Flemmone circoscritto e Femmone diffuso

I tipi di flemmone sono da considerarsi essenzialmente due.

In medicina esiste il flemmone circoscritto ed il flemmone diffuso, il flemmone circoscritto viene chiamato anche ascesso acuto e ascesso caldo, per definizione il flemmone è una raccolta di pus in una cavità neoformata.

Eziologia: germi piogeni.

La lesione rappresenta il tipo abituale di malattia locale provocata da un germe piogeno.

Patogenesi: per determinare la malattia, il germe deve essere sufficientemente virulento e superare le difese individuali.

Primo fenomeno è la moltiplicazione del germe e la produzioone di endo-tossina batterica, tossina strafilococcica che coagula il fibrinogeno, bloccando così gli spazi intercellulari e determinando la circoscrizione, flemmone circoscritto, della infezione.

Flemmone circoscritto e Femmone diffuso

Flemmone circoscritto diffuso

Penetrato il germe e liberata la tossina batterica, inizia il processo reattivo della zona circostante: rubor, calor, tumor, dolor.

La malattia, qualora cessi lo stimolo, può arresterarsi in questa fase e quindi regredire.

In caso contrario le tossine provocano necrosi della zona colpita e la sua fluidificazione.

A questa fase corrisponde clinicamente la sensazione di fluttuazione data dalla raccolta di pus nella cavità ascessuale.

Il pus è costituito macroscopicamente da zone necrotiche con leucociti, linfociti, mononucleati, plasma parzialmente coagulato.

Ha aspetto cremoso, giallo verdastro, è alcalino, ha densità 1030.

Tale pus viene definito "bonum et laudabile" perché la usa presenza sta a dimostrare l'infezione locale da piogeni, per lo più a decorso favorevole, ben differente da quello che caratterizza le infezioni putride ed i processi infiammatori cronici.

Il pus contenuto nel cavo ascessuale, rivestito dalla cosiddetta membrana piogenica, formata da tessuto di reazione.

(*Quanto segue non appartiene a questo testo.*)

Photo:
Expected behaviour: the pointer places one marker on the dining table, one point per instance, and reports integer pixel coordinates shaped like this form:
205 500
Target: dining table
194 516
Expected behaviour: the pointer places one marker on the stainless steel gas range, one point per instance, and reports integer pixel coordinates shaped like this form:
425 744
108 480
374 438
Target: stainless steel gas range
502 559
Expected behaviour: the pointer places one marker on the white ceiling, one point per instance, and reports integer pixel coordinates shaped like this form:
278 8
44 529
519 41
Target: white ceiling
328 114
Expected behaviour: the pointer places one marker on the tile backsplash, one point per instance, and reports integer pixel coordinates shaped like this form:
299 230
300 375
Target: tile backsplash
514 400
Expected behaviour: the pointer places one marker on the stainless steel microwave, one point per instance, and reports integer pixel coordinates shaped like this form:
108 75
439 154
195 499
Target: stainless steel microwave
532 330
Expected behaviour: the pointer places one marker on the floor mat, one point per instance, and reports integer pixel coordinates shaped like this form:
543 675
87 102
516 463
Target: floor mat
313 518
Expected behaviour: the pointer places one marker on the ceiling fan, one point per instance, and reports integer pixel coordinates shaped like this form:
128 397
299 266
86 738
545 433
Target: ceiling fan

All'interno di questa si trova uno strato di elementi morti, impigliati in un coagulo di fibrina.

Una volta drenato il pus, la cavità si presenta arrossata, ricca di vasi neoformati, facilmente sanguinanti. Il processo di sostituzione connettivale dei tessuti necrotizzati inizia dal fonfo della cavità ascessuale, che pertanto viene gradatamente colmandosi.

Una volta che le granulazioni connettivali sono arrivate al livello della superficie cutanea o mucosa dall'epitelio di rivestimento partono elementi epiteliali che si moltiplicano rapidamente e ricoprono il tessuto di granulazione.

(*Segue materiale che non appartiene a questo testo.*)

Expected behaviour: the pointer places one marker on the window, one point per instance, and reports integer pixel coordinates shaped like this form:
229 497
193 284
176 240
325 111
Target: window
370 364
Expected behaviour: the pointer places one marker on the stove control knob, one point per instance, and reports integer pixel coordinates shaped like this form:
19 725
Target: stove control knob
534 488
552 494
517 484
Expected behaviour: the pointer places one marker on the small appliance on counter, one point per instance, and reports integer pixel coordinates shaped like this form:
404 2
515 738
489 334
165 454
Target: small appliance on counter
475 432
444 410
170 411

Questo processo di guarigione che abbiamo descritto corrisponde alla cicatrizzazione per seconda intenzione.

Il flemmone diffuso invece è generalmente dovuto allo streptococco in particolari condizioni di virulenza ed in un organismo a capacità difensiva diminuita.

I germi non trovano resistenza reattiva alla loro diffusione ed alla loro moltiplicazione.

Invadono gli spazi cellulari (connettivo lasso, grasso, guaine perivasali).

Per la grande virulenza, notevole è la produzione di tossine che diffondono negli spazi intercellulari provocando la degenerazione e la morte delle cellule per grande estensione.

Una ragione importante per la mancata circostrizione è che lo streptococco elabora tossina anticoagulante (streptodornasi) a differenza dello stafilococco.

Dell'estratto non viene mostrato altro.